Руины фруктовых деревьев и кладбища из лоз, сплетенные с извивами змеиных стеблей,
Увлекали развращенные близостью скорпионов удовольствия, которые возлегли
На панцири, облаченные в шипастые ошейники: прикоснувшись к цитрусово-сандаловым грезам,
Они льнули к блажи роковой, вкусив отраду порочных игрищ, восславленных в пиршествах пут.
* * *
Окутав бархат бордовых затмений, соблазны и экзекуции очаровывали угрозы,
Изверженные из голодного жерла сада, и испаряли ядовитость экзотическим дурманом,
Который расползался в блеске опаловой чешуи, как ныряющие в лепестки плети.
Нежась в дурмане, они злокозненно трепетали, извиваясь в запретных соблазнах греха,
И пьяные фрукты опускались под тяжестью их табу к рощам жал и шипов,
Которые, окутывая толщу тел, пеленали шелковыми вуалями медовые тенета пыток.
* * *
Роковыми прелестями возбуждая, греховные аппетиты зрели в струях вуали, развевающей
Эфемерные удовольствия, которые, очарованные дивной экзальтацией целомудренных утех,
Ласкали зрелую истому плода, что, соками налившись, кроваво-мускусный соблазн источал,
Хулу и ересь возлюбив, как самый прелестный бордель, явившийся из цветущих объятий:
Они, скованные переплетениями колючих стеблей, благословляли каждый ласковый вздох,
Рожденный из увитого гадючьими хвостами алькова, разросшегося агатовыми шипами и грехами.
* * *
Как ярмарки блаженства, расцветающие на обнаженной впадине бедра,
Замирала гадюка, извиваясь в густой влаге меда и лелея налитые зрелостью плоды:
Они набухали развратным вкусом, искушая опьяненное вакханалиями благоухание,
Смакуя прикосновения дьявольских языков, скатывающихся приторным наркотиком
По коже, впитавшей вкус греха, – напиток ее прелестной юности
Был свеж и чист, подобен той необъятной меланхолии, что, рождаясь в муках,
Грезила о совершенных землях, чьи просторы затаили идола зла.
* * *
Мучениями пыток в блаженных альковах угрожали жертвоприношения цветов,
Узурпируя экзекуцией благоухающие оргии терний, – нектар их шипов, как аперитив,
Блудной потенцией экстаза возбуждал соблазнительные желания, несомые насилием вуалей,
И раскрывшиеся лепестки хищно расцветали, змеям подобные, что лелеяли райские запреты.

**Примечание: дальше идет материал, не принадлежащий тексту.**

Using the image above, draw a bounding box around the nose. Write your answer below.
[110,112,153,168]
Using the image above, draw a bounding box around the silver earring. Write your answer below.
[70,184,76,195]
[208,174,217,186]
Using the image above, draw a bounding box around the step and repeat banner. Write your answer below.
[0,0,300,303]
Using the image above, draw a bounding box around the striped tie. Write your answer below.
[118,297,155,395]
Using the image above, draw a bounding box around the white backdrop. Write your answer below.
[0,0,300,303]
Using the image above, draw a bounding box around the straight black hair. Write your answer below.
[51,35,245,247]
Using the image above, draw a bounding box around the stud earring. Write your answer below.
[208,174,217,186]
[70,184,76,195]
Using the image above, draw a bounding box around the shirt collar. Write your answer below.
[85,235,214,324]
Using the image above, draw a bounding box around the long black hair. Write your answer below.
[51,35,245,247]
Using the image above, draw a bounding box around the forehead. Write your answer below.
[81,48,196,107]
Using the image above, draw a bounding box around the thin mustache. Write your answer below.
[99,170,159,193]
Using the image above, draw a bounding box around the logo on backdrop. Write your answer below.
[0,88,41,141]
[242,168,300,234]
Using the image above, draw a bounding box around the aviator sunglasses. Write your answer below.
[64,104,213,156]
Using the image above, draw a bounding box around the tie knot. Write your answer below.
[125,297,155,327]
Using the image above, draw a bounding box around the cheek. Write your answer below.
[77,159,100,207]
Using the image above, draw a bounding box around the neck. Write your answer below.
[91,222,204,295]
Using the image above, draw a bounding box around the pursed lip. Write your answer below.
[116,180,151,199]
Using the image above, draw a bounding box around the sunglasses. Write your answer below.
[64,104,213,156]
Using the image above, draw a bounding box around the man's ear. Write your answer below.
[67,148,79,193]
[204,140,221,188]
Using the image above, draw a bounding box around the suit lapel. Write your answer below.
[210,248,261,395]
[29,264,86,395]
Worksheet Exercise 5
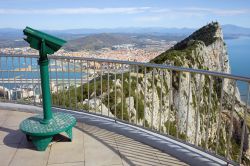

Их стебли тянулись к чудовищным вереницам, шевелящимся в томных конвульсиях агонии, —
И возвышенное, и земное полнилось отравленными семенами жизни, которые расцветали
На деревьях, опутанных лианами черных змеиных хвостов: они лелеяли зло, обитавшее в Эдеме,
Дабы, наслаждаясь его розовыми плодами, вкушать ересь первородного греха.
* * *
Язык змеиный обласкивал цветения амброзии в бутонах зла,
Распускаясь агонией связываний, которые обтекали лепестки,
Что раскрывались навстречу лобзаньям райских нег, воспетых подчинениями.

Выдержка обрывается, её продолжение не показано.